- Thirukkuvalai Location in Tamil Nadu, India
- Coordinates: 10°35′02″N 79°42′45″E﻿ / ﻿10.5839588°N 79.7125241°E
- Country: India
- State: Tamil Nadu
- District: Nagapattinam

Area
- • Total: 7.291 km^{2} (2.815 sq mi)

Population (2011)
- • Total: 4,255
- • Density: 583.6/km^{2} (1,512/sq mi)

Languages
- • Official: Tamil
- Time zone: UTC+5:30 (IST)
- PIN: 610204
- Telephone code: 04365
- Vehicle registration: TN 51
- Literacy: 80%
- Lok Sabha constituency: Nagapattinam
- Vidhan Sabha constituency: Nagapattinam

= Thirukkuvalai =

Thirukkuvalai is a village situated in Nagapattinam district of Indian state of Tamil Nadu.

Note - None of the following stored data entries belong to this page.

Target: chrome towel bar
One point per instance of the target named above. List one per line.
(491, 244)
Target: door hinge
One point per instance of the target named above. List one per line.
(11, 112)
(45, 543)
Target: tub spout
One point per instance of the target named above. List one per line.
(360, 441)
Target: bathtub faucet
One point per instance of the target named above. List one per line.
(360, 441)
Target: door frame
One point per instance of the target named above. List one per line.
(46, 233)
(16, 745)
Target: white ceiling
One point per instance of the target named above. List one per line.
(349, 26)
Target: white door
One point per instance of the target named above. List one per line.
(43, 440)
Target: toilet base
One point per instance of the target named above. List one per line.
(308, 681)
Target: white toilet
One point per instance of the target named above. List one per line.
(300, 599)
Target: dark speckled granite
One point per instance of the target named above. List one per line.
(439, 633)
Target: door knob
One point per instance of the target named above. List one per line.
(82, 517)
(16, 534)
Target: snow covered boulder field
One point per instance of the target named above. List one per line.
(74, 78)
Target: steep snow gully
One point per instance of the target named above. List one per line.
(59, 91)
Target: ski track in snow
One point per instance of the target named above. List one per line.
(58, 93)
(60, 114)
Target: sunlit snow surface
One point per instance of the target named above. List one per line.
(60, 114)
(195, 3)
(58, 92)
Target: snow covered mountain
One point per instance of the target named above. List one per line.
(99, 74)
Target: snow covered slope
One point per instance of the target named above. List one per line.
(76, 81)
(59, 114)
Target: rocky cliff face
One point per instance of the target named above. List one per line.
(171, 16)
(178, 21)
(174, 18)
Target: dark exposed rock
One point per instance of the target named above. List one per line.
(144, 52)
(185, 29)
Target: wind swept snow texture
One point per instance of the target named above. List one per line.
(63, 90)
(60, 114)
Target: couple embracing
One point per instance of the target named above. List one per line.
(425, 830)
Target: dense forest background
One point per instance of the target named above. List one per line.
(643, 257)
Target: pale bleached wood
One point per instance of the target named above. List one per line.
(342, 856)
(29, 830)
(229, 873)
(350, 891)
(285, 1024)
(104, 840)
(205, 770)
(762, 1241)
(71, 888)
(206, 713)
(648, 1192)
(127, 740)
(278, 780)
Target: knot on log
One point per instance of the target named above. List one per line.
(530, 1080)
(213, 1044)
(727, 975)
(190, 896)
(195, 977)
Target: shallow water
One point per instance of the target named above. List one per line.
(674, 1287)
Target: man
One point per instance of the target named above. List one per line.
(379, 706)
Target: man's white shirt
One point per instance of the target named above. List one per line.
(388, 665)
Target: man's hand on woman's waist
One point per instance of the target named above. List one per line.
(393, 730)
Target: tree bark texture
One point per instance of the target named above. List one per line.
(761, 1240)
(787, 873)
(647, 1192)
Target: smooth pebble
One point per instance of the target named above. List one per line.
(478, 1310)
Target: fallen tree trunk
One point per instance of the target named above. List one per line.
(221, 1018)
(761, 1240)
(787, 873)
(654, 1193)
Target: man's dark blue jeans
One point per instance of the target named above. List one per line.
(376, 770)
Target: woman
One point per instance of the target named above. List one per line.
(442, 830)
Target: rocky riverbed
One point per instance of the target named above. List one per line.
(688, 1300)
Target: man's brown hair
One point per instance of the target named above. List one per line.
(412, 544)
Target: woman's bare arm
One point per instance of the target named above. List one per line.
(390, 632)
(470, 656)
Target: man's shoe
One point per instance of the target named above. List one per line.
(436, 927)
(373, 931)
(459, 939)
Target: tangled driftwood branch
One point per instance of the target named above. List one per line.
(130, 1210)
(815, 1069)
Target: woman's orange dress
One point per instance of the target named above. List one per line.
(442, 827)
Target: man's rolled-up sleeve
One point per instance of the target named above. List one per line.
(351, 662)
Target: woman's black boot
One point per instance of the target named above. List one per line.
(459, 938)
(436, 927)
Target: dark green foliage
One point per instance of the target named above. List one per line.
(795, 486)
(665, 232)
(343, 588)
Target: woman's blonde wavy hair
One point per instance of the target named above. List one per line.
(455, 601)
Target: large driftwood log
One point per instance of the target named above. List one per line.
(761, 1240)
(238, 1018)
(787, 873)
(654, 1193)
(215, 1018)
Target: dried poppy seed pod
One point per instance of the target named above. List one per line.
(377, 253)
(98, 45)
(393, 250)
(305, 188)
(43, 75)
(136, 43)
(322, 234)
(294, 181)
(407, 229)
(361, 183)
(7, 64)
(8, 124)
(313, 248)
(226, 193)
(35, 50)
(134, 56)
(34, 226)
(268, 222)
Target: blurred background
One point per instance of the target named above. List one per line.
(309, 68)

The village is known for the Brahmapureeswarar Temple. It is the birthplace of former chief minister of the state, M. Karunanidhi, where his ancestral home functions as a library.

== Demographics ==
According to the latest 2011 Indian census, the village has a population of 4,255 divided in 1,161 families of which male population is 2,135 and female with 2,120, 10.62 percent of population is under six years of age. The literacy rate of 80.94 percent and the sex ratio 993 are almost same as that of the state level which is 80.09 percent and 996. Literacy stands at 88.21 percent for men and 73.74 percent for women.